Friday, August 17, 2007

I'm Getting Out My Lap Lap, Putting On My War Paint . . .

First a boring explanation: APEC is an inter-governmental forum facilitating economic growth and prosperity, cooperation, trade and investment in the Asia-Pacific region, and operates on the basis of non-binding commitments, open dialogue and equal respect for the views of all participants regardless of the size of their economy. Well that’s what the publicity promotes . . .

It is also an opportunity for world leaders in the region to pop over for a nice little holiday in the first week of spring and stay in a five star hotel overlooking the harbour, gorge on our wonderful seafood and tropical fruits, slosh down a few of our best Hunter Valley and Margaret River wines and wear silly clothes given to them by the Australian Government such as Akubra hats and Drizabone’s . . .we all wear them didn’t you know? . . .That is when we’re not donning ochre dots on our chests and dancing around with a spear in hand weaing a red lap-lap and emulating the movement of a kangaroo!

The APEC Australia 2007 year culminates in the Sydney CBD on 8-9 September with the APEC Economic Leaders Meeting (AELM), bringing together the leaders of all major regional economies as well as thousands of delegates, support personnel and the international media, and is one of the most important annual meetings of world leaders. And guess who's decided to pop in a few days early . . .your favourite clown – and mine: George Dubya . . . So you say . . just another bunch of stuffed shirts. Maybe, but I’ve spoken before about Australia’s want, need, obsession with becoming a terrorist target or the location of some awesome national disaster . . .Boy are our lot prepared for trouble:

  • No Demonstration permits have been granted, which will allow police to arrest anyone looking remotely like a ‘crowd’ and detain them for as long as they want under anti-terror legislation

  • Traffic routes have been diverted away from the Opera House, Circular Quay and the Botanical Gardens. If you live in luxurious CBD apartments, you will have to carry photo ID to get into your own flat!

  • Barricades up to 10 feet on concrete bollards have been erected along Circular Quay, the Opera House Corso and half the Botanical Gardens

  • BlackHawk Helicopters, fully armed are on deployment all around the harbour

  • 4 Police Helicopters, normally unarmed have been armed and are at the ready

  • More than 4,000 troops, police, federal agents and private security guards will be deployed in the city centre to guard leaders including US President George W. Bush, Japanese Prime Minister Shinzo Abe and China's President Hu Jintao. (I think we pulled some back from Iraq cos we don’t have 4,000 troops in the whole defence force.)

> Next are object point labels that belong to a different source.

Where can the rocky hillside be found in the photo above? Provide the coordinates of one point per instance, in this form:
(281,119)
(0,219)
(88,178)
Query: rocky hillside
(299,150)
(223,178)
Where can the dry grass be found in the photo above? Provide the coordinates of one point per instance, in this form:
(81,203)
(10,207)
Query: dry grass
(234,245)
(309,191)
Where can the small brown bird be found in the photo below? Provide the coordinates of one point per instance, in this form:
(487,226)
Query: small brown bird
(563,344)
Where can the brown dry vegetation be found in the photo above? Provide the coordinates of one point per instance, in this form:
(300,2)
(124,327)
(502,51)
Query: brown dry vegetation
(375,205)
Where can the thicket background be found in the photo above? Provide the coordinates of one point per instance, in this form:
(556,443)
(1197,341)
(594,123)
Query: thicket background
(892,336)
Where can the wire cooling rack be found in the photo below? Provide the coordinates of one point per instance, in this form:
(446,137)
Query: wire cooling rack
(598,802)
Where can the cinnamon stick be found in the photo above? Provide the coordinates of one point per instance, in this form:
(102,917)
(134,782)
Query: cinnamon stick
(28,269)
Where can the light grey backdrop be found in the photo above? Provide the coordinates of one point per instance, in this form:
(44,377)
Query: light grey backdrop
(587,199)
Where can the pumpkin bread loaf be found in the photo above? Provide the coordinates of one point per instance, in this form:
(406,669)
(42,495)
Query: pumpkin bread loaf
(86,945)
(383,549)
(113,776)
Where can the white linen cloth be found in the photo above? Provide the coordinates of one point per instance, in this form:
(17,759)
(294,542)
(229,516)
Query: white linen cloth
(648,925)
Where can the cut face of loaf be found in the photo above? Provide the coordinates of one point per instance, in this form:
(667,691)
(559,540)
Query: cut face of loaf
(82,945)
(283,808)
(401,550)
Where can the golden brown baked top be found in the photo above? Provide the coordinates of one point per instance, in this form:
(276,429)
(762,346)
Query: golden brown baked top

  • All Police leave has been cancelled and a full complement of mounted police from Sydney and Victoria will be available for crowd control

  • Most 5 star hotels are within the ‘sealed’ area . . .so don’t go looking for a dirty weekend on the 8-9th

  • Demonstrators are very upset at the deployment of mobile detention centres

  • Town Hall, Wynyard and Central Station (three major stations) will be closed down from the 7th to the 10th! If you work in hospitality, you’ll have to thumb a ride!

  • We are being inconvenienced for a week from 3rd September to 10th September because George Dubya wants to arrive early and have a few days sightseeing

Interestingly, only a fortnight ago, all the Heads of Army in the universe gathered in Sydney and not a soul knew they were here. No pomp, no ceremony, no police dogs or barricades. They were able to plot and play unencumbered by demonstrators. They could have caught a city train or had a ride on a bus or taken the Manly Ferry to the seaside for all we know. So why are we attracting all this world attention to ourselves?

Ah well. One good thing comes of all this silliness - Friday September 7 is a public holiday for people living within 25kms of the CBD - suck eggs Canberra!

Yeay for me – we’ll have a barbie!

1 comment:

Anonymous said...

Just take the ten days off. Say I gave you permission and I'll be there for the barbie!